Sobrevivir a la muerte, ganarse la eternidad tras la muerte, pervivir en la memoria de los demás después de la muerte, es un anhelo del hombre desde tiempos remotos. Con distintas motivaciones, recursos y simbolismos, las diferentes civilizaciones han construido un patrimonio funerario que, desde el túmulo con raíces más ancestrales hasta el mausoleo más suntuoso, estrafalario o kitsch, nos habla del hilo que une indisolublemente la vida con el descanso eterno.

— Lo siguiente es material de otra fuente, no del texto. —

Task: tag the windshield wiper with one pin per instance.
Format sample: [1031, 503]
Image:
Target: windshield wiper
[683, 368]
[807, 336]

¿Qué precio tiene sobrevivir al olvido de la muerte? Me pregunto bajo las espectaculares bóvedas de casetones de yeso policromado de la Capilla del Santo Sepulcro, un panteón funerario que es uno de los conjuntos más extraordinarios del Renacimiento andaluz. Pero detrás de toda obra que busca perpetuar un legado, hay un nombre y, en este caso, es el de Juan Téllez Girón, conde de Ureña, quien primero ordenó levantar la imponente mole de la Colegiata en 1531, inconfundible en el skyline de Osuna junto a la Universidad y sus dos torres principales como puntas afiladas de lápices colegiales.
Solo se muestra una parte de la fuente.